If you absolutely need a place to live, I’d consider renting for the short term and keeping some cash on the side for a possible home purchase a couple of years down the road when prices start to come down.
Finding the right Broker
Finding the right investment broker/platform is (in my opinion) the most overlooked part of investing.
Beginner investors either don’t know where to start or choose the first broker that comes up on a Google search.
You can retire thousands of dollars richer by choosing the right one.
In some cases, it can also limit your ability to trade your favorite stocks.
If you’re confused about which broker to choose or maybe you have one but aren’t happy with it, I’m going to take you through 6 important things to look out for when finding your match.
Disclaimer: this information will be directed toward Canadian/U.S. investors.
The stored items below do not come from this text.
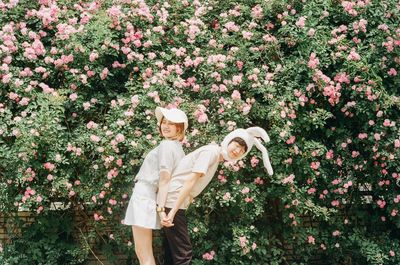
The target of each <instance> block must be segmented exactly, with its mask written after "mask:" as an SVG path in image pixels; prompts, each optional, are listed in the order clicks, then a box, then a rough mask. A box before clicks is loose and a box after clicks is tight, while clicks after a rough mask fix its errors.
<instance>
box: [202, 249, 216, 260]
mask: <svg viewBox="0 0 400 265" xmlns="http://www.w3.org/2000/svg"><path fill="white" fill-rule="evenodd" d="M214 255H215V251H213V250H212V251H210V252H206V253H204V254H203V259H204V260H213V259H214Z"/></svg>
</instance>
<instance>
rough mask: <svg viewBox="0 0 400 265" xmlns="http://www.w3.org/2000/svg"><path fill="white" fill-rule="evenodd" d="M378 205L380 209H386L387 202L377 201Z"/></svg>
mask: <svg viewBox="0 0 400 265" xmlns="http://www.w3.org/2000/svg"><path fill="white" fill-rule="evenodd" d="M376 204H378V206H379V208H381V209H383V208H385V205H386V202H385V200H377V202H376Z"/></svg>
However, these principles can apply globally depending on where you live.
If you want more on finding the best broker, as well as how to set up an effective budget, rebalance your portfolio and how to use stock screeners to your advantage, click here.
Let’s dive in.
Diversification Accessibility
Unfortunately, some brokers are extremely restrictive.
In some cases, you can only buy and sell certain stocks that are traded on specific exchanges or buy certain asset classes.
For example, there’s a Canadian platform called Wealthsimple that doesn’t allow you to trade options on Canadian stocks (as of October 2023).
If you’re just starting out on your investing journey, I don’t recommend you get into options just yet.
But you can see how that would be restrictive if you wanted to.
When choosing an investment broker, you want to make sure you’re able to trade:
Individual stocks.
Exchange Traded Funds (ETFs).
Mutual Funds.
Bonds.
Options.
Crypto (bonus).
You also want to make sure you have access to global markets.
If you live in Europe, you want to be able to access the New York Stock Exchange and the NASDAQ.
If you live in North America, you want access to the London Stock Exchange, the Shanghai Stock Exchange, etc.
In the grand scheme of things, geographic diversification isn’t as big of a deal as diversification by asset class.
But it never hurts to have access to markets across the globe.
Low or No Trading Fees
My rookie mistake was using a trading platform that charged me $9.95 for every trade I made.
No matter if it was 1 share, 20 shares, $50 or $5,000.
Every time I hit the buy or sell button, I paid $9.95.
For 2 years I put up with it until I eventually switched over to Questrade and Wealthsimple (two Canadian brokers).
Over the course of those two years, I probably made 15 trades per year (buys and sells), so I lost close to $150 just in fees.
Let’s just say hypothetically I didn’t switch brokers and I continued with this platform for another 30 years until retirement.
15 trades per year at $9.95 for 30 years would cost almost $4,500 in fees.
That’s the equivalent of 2 all-inclusive vacations taken from you and your family.
And that’s why it should be your goal to find a broker that offers extremely low (or no) trading fees.
The more you save in fees, the more money you’ll keep for yourself.
Whether your goal is to build generational wealth and pass it on to your kids or just to sit on a pile of cash at retirement, the extra fees will make a huge difference in the long run.